COMMENT
Picture this: It’s a Saturday morning and you’ve made breakfast for your family. The pancakes were golden brown and looked good, but everyone, including you, got sick shortly after eating them. Unbeknownst to you, the milk you used to make the dough has been expired for several weeks. The quality of the ingredients impacted the meal, but everything looked good on the outside.
The same philosophy can be applied to artificial intelligence (AI). Whatever its objective, the outcome of AI is directly linked to the quality of its input. As the popularity of AI continues to grow, security concerns around data fed into AI are being called into question.
Today, the majority of organizations are integrating AI into their business operations to some extent, and bad actors are taking notice. Over the past few years, a tactic known as AI poisoning has become increasingly prevalent. This new malicious practice involves injecting misleading or harmful data into AI training sets. The tricky part about AI poisoning is that even if input is compromised, output can initially continue normally. Only when a malicious actor has a firm grip on the data and launches a full-fledged attack do deviations from the norm become evident. The consequences range from mildly embarrassing to damaging a brand’s reputation.
This is a risk that affects organizations of all sizes, even today’s largest technology providers. For example, over the past few years, adversaries have launched several large-scale attacks to poison Google’s Gmail spam filters and even turned Microsoft’s Twitter chatbot hostile.
Defending against AI data poisoning
Fortunately, organizations can take the following steps to protect AI technologies from potential poisoning.
-
Create a comprehensive data catalog. First, organizations must create a live data catalog that serves as a centralized repository of information fed to their AI systems. Whenever new data is added to AI systems, it should be tracked in this index. Additionally, the catalog should be able to classify data flowing through AI systems according to who, what, when, where, why and how to ensure transparency and accountability.
-
Develop a normal baseline for users and devices interacting with AI data. Once security and IT teams have a solid understanding of all data in AI systems and who has access to it, it is important to develop a baseline of normal user and device behavior.
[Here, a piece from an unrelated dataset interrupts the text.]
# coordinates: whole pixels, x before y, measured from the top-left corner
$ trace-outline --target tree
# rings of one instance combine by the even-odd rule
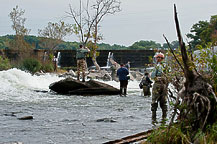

Compromised credentials are one of the easiest ways for cybercriminals to break into networks. All a bad actor has to do is play a guessing game or buy one of 24 billion username and password combinations available on the cybercriminal market. Once there is access, a malicious actor can easily hack their way into AI training datasets.
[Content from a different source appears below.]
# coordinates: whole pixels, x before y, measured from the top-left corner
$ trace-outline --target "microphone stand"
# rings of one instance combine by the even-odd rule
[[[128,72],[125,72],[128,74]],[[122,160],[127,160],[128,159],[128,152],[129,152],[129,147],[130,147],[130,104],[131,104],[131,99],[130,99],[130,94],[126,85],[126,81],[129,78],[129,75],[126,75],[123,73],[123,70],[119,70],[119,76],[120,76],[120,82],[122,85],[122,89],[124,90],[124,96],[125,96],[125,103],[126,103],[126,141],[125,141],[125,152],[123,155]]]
By establishing baseline user and device behavior, security teams can easily detect anomalies that could indicate an attack. Often, this helps stop a threat actor before an incident escalates into a full-blown data breach. For example, let’s say you have an IT manager who typically works out of the New York office and oversees AI data training sets. One day it shows that it is active in another country and adding large amounts of data to AI. If your security team already has a baseline of user behavior, they can quickly determine that this is abnormal. Security could then either speak to the executive and verify that they were taking the action, or, if they did not, temporarily deactivate their account until the alert is investigated. thoroughly to avoid any further damage.
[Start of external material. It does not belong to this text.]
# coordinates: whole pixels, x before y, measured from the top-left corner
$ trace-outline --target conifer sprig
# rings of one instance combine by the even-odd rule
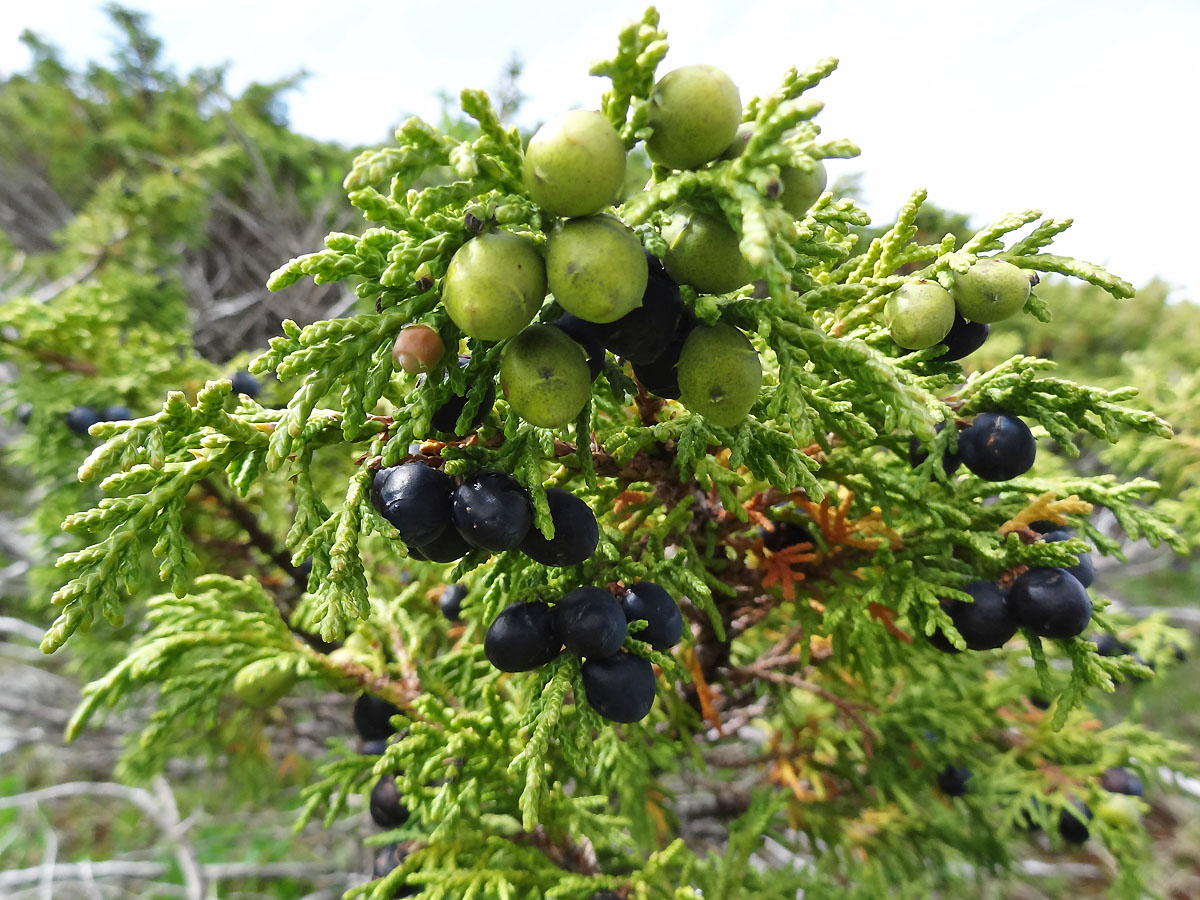
[[[602,112],[626,148],[652,137],[650,95],[665,52],[649,10],[593,70],[611,79]],[[79,474],[112,496],[65,523],[93,543],[60,561],[70,580],[55,595],[63,609],[44,646],[61,646],[96,612],[120,621],[123,588],[142,582],[147,550],[161,559],[174,597],[153,601],[150,631],[88,688],[71,733],[159,684],[158,709],[128,763],[144,775],[183,730],[215,727],[237,674],[264,661],[392,698],[402,732],[377,758],[342,745],[305,792],[302,817],[323,812],[332,822],[375,778],[395,776],[412,820],[380,840],[419,838],[421,846],[357,889],[379,900],[401,884],[439,900],[586,900],[612,887],[679,900],[693,887],[713,896],[842,897],[847,859],[865,860],[855,890],[878,894],[901,880],[914,891],[940,888],[962,856],[1009,863],[1022,817],[1049,822],[1072,791],[1095,790],[1085,788],[1087,776],[1114,754],[1131,757],[1140,743],[1147,766],[1174,759],[1178,748],[1140,730],[1081,726],[1090,696],[1144,668],[1099,656],[1082,634],[1048,641],[1026,629],[1008,650],[962,655],[934,644],[940,636],[949,649],[968,646],[949,604],[972,601],[964,590],[972,581],[1008,586],[1030,567],[1072,565],[1087,552],[1084,536],[1099,552],[1119,552],[1086,525],[1088,504],[1110,509],[1133,537],[1183,546],[1166,517],[1144,505],[1154,489],[1147,481],[953,475],[946,461],[963,448],[960,428],[982,413],[1022,416],[1073,453],[1081,435],[1169,437],[1169,427],[1128,406],[1128,389],[1050,377],[1050,364],[1031,357],[964,380],[957,363],[939,360],[940,344],[905,353],[885,322],[897,292],[920,281],[953,288],[981,260],[1072,275],[1114,296],[1129,286],[1044,252],[1069,220],[1036,210],[1005,216],[961,247],[953,235],[918,244],[926,197],[916,191],[859,255],[851,231],[868,219],[853,202],[826,193],[803,215],[788,213],[779,200],[786,169],[811,173],[822,160],[858,153],[849,141],[823,139],[814,121],[821,103],[807,92],[835,65],[792,69],[777,91],[750,100],[742,118],[753,132],[740,155],[684,171],[656,165],[645,190],[613,208],[656,255],[668,250],[664,228],[684,205],[733,230],[747,283],[723,294],[681,291],[697,322],[752,336],[763,385],[733,425],[652,397],[624,362],[607,358],[586,402],[559,427],[525,421],[511,396],[493,404],[512,339],[464,334],[442,289],[451,259],[481,233],[503,226],[534,253],[557,233],[527,193],[520,135],[485,95],[465,91],[470,139],[410,119],[395,146],[360,155],[345,187],[370,227],[330,234],[324,249],[278,269],[270,287],[348,280],[375,309],[283,323],[251,369],[278,376],[286,404],[235,404],[220,381],[194,402],[173,393],[160,413],[97,427],[103,443]],[[535,299],[533,320],[558,319],[557,299]],[[1025,311],[1049,314],[1032,293]],[[413,324],[449,348],[420,377],[391,358],[398,332]],[[469,355],[465,366],[459,351]],[[453,398],[463,401],[458,433],[434,435],[435,414]],[[519,548],[475,549],[453,567],[417,563],[420,548],[406,547],[372,500],[377,473],[400,463],[424,464],[439,478],[510,474],[543,536],[558,527],[547,488],[568,488],[597,514],[596,548],[561,567]],[[287,548],[294,564],[311,559],[309,590],[294,609],[281,613],[250,580],[193,571],[191,492],[222,478],[243,496],[290,482]],[[1033,509],[1073,516],[1082,536],[1040,541],[1028,527]],[[795,539],[768,546],[782,524]],[[413,584],[395,577],[399,567]],[[460,581],[471,599],[451,629],[426,589]],[[640,624],[626,634],[621,652],[657,667],[648,718],[602,720],[569,653],[534,673],[501,675],[489,664],[484,635],[514,601],[557,603],[581,585],[619,594],[644,581],[680,599],[687,625],[678,656],[654,650]],[[1099,599],[1096,623],[1123,627]],[[1163,650],[1171,639],[1159,625],[1141,627],[1147,647]],[[344,645],[320,652],[312,635]],[[1030,711],[1034,690],[1053,701],[1046,715]],[[744,734],[748,759],[731,789],[726,852],[697,855],[670,840],[668,786],[711,778],[712,753],[738,743],[727,735]],[[937,772],[967,764],[985,788],[964,806],[932,794]],[[1117,829],[1098,833],[1133,848]],[[764,873],[755,855],[768,837],[820,859]],[[1132,890],[1134,881],[1123,884]]]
Take responsibility for AI training sets
Just as you should check the quality of ingredients before preparing a meal, it is essential to ensure the integrity of AI training data. Artificial intelligence is closely linked to the quality of the data it processes. The implementation of improved guidelines, policies, monitoring systems and algorithms plays a central role in ensuring the safety and effectiveness of AI. These measures protect against potential threats and enable organizations to harness the transformative potential of AI. It’s a delicate balance in which organizations must learn to leverage AI capabilities, while remaining vigilant in the face of an ever-changing threat landscape.